A conversational map that brings together the pieces built across this family, and adds three of its own. It carries the spoken chat of the Conversational map; the Context Map’s follow-me narration — detailed when it starts, terse as you move or turn; the accessibility detail recorded on map features, including mapped barriers in your vicinity; unnamed roads, paths and buildings for better area context; some knowledge of transit routes and schedule patterns; estimated house numbers on blocks the map never fully numbered; cited place knowledge from Wikipedia and Wikivoyage; and a personal memory for places and notes, kept on your own device. You can ask about where you are, or about anywhere on the map.

A test, not a finished demo — unfinished software being tried out and learned from.

Try the interactive demo

Open the Knowledge map (opens in a new window)

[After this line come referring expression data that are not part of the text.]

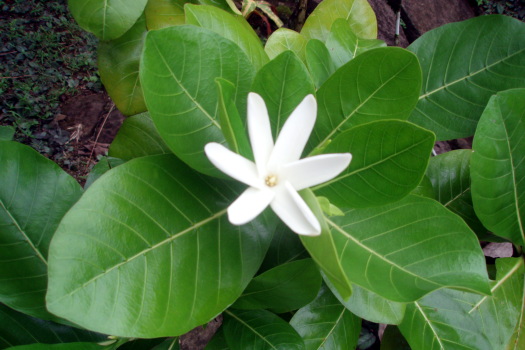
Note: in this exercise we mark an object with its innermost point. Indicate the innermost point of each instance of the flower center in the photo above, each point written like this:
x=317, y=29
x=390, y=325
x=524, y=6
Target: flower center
x=270, y=180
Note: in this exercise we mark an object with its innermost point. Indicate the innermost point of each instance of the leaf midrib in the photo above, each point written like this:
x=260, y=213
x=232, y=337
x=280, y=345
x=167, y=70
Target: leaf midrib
x=22, y=232
x=143, y=252
x=468, y=75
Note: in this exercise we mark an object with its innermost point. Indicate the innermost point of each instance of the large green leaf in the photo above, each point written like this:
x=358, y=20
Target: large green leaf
x=451, y=319
x=230, y=26
x=285, y=247
x=284, y=39
x=283, y=83
x=382, y=83
x=326, y=324
x=118, y=65
x=137, y=137
x=284, y=288
x=259, y=329
x=148, y=251
x=34, y=196
x=20, y=329
x=371, y=306
x=450, y=176
x=357, y=13
x=389, y=160
x=319, y=62
x=463, y=65
x=498, y=166
x=107, y=19
x=165, y=13
x=343, y=45
x=401, y=251
x=180, y=91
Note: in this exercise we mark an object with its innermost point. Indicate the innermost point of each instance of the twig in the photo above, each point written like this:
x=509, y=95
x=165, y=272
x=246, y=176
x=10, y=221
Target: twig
x=98, y=134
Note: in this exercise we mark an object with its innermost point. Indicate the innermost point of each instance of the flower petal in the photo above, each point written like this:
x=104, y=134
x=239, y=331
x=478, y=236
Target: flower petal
x=232, y=164
x=260, y=131
x=294, y=212
x=249, y=204
x=294, y=134
x=315, y=170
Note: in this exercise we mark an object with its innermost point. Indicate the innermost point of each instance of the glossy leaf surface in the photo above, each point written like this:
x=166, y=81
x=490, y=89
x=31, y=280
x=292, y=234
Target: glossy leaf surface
x=379, y=84
x=344, y=45
x=107, y=19
x=326, y=324
x=19, y=329
x=230, y=121
x=463, y=65
x=319, y=62
x=164, y=13
x=283, y=83
x=137, y=137
x=136, y=266
x=284, y=288
x=401, y=251
x=118, y=65
x=180, y=91
x=259, y=329
x=450, y=319
x=389, y=160
x=357, y=13
x=498, y=166
x=450, y=176
x=230, y=26
x=284, y=39
x=370, y=306
x=34, y=196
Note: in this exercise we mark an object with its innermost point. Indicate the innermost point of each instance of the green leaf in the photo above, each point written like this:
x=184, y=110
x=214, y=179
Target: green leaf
x=229, y=26
x=180, y=90
x=70, y=346
x=498, y=166
x=424, y=188
x=283, y=83
x=34, y=196
x=6, y=133
x=165, y=13
x=379, y=84
x=285, y=247
x=20, y=329
x=451, y=319
x=389, y=160
x=284, y=288
x=107, y=19
x=284, y=39
x=463, y=65
x=231, y=124
x=105, y=164
x=370, y=306
x=118, y=65
x=450, y=176
x=158, y=258
x=326, y=324
x=343, y=45
x=401, y=251
x=259, y=329
x=319, y=61
x=137, y=137
x=357, y=13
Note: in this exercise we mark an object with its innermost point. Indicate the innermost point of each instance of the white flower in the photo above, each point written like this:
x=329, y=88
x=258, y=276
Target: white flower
x=278, y=173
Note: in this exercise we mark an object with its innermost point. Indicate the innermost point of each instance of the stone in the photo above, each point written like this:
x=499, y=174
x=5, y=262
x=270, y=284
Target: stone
x=386, y=23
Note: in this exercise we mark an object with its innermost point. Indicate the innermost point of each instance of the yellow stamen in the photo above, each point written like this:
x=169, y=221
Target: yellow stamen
x=270, y=180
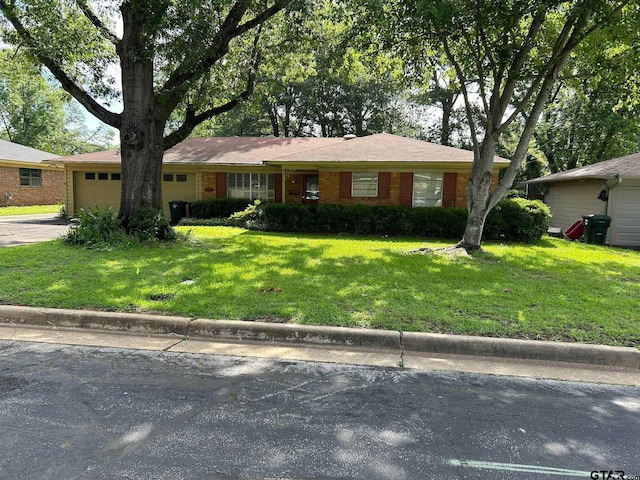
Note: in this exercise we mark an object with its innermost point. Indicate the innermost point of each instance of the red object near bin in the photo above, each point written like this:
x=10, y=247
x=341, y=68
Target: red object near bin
x=575, y=231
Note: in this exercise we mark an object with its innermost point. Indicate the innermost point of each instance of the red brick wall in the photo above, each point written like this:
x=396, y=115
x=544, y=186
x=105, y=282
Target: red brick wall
x=330, y=191
x=208, y=185
x=52, y=190
x=293, y=189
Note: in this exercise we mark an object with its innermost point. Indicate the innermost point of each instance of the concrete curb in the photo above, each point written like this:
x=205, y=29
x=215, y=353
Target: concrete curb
x=334, y=336
x=527, y=349
x=111, y=321
x=280, y=332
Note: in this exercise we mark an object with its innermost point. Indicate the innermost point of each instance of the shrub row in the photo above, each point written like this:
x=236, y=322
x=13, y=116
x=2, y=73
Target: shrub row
x=511, y=220
x=218, y=207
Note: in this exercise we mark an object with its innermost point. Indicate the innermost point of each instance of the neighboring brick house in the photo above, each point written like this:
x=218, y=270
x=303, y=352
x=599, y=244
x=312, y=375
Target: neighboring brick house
x=25, y=180
x=380, y=169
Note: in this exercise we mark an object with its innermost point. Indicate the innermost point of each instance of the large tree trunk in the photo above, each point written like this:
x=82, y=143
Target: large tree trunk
x=143, y=122
x=479, y=198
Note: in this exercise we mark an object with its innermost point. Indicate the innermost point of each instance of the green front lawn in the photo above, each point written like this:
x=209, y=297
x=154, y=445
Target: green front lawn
x=554, y=290
x=29, y=210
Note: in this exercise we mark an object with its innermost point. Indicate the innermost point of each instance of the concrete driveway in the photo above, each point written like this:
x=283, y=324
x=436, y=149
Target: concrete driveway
x=25, y=229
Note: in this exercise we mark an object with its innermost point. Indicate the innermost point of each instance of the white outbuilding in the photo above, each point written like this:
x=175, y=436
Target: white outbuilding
x=608, y=188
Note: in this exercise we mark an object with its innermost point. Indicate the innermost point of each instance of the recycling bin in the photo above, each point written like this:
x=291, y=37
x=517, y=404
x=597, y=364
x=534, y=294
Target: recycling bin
x=179, y=210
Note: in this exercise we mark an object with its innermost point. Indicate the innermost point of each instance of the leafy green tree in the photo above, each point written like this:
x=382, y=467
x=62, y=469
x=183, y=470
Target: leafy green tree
x=35, y=111
x=324, y=86
x=593, y=113
x=31, y=109
x=507, y=55
x=197, y=57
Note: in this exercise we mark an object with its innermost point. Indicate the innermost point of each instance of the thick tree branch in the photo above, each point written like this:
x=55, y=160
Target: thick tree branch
x=71, y=86
x=520, y=58
x=465, y=95
x=192, y=120
x=230, y=29
x=93, y=18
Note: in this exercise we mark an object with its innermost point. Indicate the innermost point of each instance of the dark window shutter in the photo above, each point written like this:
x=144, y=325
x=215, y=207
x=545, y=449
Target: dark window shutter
x=384, y=185
x=449, y=183
x=221, y=185
x=345, y=184
x=406, y=189
x=278, y=185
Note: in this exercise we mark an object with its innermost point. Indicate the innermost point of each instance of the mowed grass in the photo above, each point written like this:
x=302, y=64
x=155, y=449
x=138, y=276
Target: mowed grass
x=554, y=290
x=29, y=210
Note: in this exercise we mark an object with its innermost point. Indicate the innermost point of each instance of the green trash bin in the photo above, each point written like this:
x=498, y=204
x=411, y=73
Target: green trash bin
x=178, y=210
x=595, y=228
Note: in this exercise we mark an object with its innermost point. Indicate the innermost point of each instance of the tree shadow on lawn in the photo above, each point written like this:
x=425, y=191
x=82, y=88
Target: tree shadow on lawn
x=362, y=282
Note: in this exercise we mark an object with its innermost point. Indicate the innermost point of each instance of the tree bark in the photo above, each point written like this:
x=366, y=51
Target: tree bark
x=143, y=123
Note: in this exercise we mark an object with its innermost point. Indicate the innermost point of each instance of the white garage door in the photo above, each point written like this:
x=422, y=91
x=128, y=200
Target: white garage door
x=178, y=186
x=625, y=213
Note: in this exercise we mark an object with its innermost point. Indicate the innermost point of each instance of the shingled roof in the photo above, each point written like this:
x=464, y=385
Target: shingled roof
x=14, y=152
x=382, y=147
x=628, y=166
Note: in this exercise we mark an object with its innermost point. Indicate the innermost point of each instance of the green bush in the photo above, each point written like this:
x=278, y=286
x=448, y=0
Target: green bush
x=218, y=207
x=97, y=229
x=101, y=229
x=204, y=222
x=517, y=220
x=511, y=220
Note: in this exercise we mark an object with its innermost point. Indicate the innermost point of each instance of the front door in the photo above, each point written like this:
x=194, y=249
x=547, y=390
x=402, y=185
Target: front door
x=310, y=189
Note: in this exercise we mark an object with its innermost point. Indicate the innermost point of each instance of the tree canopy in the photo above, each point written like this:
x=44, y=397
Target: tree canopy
x=201, y=56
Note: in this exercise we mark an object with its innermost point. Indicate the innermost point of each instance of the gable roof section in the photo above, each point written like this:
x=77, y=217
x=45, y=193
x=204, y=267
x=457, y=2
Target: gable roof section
x=382, y=147
x=628, y=166
x=14, y=152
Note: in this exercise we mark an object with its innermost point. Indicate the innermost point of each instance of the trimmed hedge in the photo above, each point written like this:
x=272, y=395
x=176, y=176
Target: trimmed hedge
x=218, y=207
x=518, y=220
x=514, y=219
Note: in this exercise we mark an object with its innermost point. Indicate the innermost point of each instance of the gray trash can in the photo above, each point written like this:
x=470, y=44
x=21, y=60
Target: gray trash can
x=595, y=228
x=178, y=209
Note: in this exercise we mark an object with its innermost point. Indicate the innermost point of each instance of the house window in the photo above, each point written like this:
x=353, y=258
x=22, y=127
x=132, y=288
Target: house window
x=30, y=177
x=427, y=189
x=252, y=186
x=364, y=184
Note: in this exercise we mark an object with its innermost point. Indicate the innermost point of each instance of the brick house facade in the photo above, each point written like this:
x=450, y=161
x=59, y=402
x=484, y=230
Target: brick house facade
x=25, y=180
x=380, y=169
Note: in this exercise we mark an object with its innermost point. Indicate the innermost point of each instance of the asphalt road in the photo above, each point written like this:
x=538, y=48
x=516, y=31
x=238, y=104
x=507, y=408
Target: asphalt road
x=97, y=413
x=25, y=229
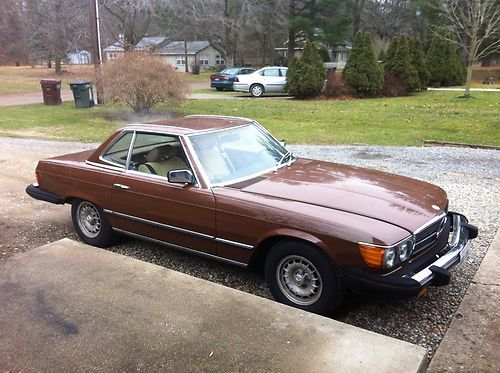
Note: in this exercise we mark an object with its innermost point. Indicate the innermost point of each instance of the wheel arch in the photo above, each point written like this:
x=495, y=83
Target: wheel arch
x=258, y=258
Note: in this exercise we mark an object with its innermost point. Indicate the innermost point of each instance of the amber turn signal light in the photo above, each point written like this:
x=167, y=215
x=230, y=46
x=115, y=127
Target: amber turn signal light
x=373, y=256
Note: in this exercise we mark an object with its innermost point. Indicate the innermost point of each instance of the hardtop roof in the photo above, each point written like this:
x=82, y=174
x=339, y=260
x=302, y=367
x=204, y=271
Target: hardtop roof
x=189, y=125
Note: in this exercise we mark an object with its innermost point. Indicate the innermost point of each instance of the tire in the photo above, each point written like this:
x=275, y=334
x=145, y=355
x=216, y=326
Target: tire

You will be asked to read and accept the notice, then to allow location access. It opens in its own window; close it to come back here.

A short guide

Open the map, accept the notice, allow location — then just ask, by typing or by voice. Everything below is a spoken phrase that works; every one can equally be typed.

Talking to it

  • Tap Speak once — the conversation is hands-free from there. Ask your question; a short pause sends it; the answer is read aloud; the microphone re-opens by itself for your next question. A rising tone means it is listening, a falling tone means the microphone has closed. After about ten seconds of silence it winds down — tap Speak to start again.
  • Interrupt it any time: while it is talking, tap anywhere on the page, or press Escape — it stops and listens. (You cannot say “shush” over it: the microphone is off while it speaks, because an open microphone would mute the voice. Typing “shush”, “quiet”, or “stop” works at any time — and saying it works whenever it is listening.)
  • If an answer seems off, say “what did I say?” to hear exactly what it heard.
  • Ask “what can you do?” whenever you are unsure — it gives a short tour of itself.

Things to ask

  • Where you are: “Where am I?” · “What’s around me?” · “What’s the nearest intersection?”
  • Finding places: “Where’s the nearest pharmacy?” · “How far is the library, and which way?” — directions come as clock positions relative to the way you are facing (“at 2 o’clock”).
  • Accessibility: “Is there a step-free café near me?” · “Does that crossing have audible signals?”
  • Transit: “What buses serve here?” · “How late does the 501 run?” — from the published timetable, never live arrival times.
  • The story of a place: “What is this area known for?” · “Tell me about the Canadian Canoe Museum.”
  • Anywhere, not just here: “What’s around Union Station?” · “What’s Peterborough like?”

Remembering things

  • “Remember where I am” — or “remember this as my front door”. Later, “where’s my front door?” answers from wherever you are standing: distance and clock direction.
  • “Remember that 135 bus for me” · “Keep a list of those schools.”
  • Hear what you have saved: “What do I have remembered?”
  • Forget something when you no longer need it, by naming it the way you saved it: “Forget my front door” · “Forget the schools”. “Forget everything” clears the lot. Nothing is ever removed unless you ask — there is no expiry.

Follow me

Say “follow me” (or tap the button): a full description of where you are to start, then brief updates as you walk and a call-out when you turn. “Stop following” ends it.

Worth knowing

It only knows what is mapped and published: silence means “not mapped”, never “not there”. And it is not for navigation or any safety decision — the notice at the start means it. The sections below explain what is behind each of these abilities, and their limits, in full.

What it is

The same conversation as the Conversational map — a plain text box, or your voice. What differs is what sits behind it: alongside the map lookups, it can consult transit schedule data and a place-knowledge layer, and the map index itself now carries detail the earlier demos did not have. Because every named place, address and feature in the index can be looked up by name, questions are not limited to where you are standing — you can ask about any place the index covers.

Accessibility detail

When you ask about a place, or about getting around, the answer includes the accessibility detail recorded on nearby features: wheelchair access, tactile paving, kerb type — lowered, raised or flush — ramps, handrails, step counts, automatic doors, accessible toilets, audible and acoustic crossing signals, and surface quality. You can filter by it (“step-free cafés near me”). A tag recorded as “no” is reported plainly (“this crossing has no tactile paving”); a missing tag means unknown, and is never guessed either way.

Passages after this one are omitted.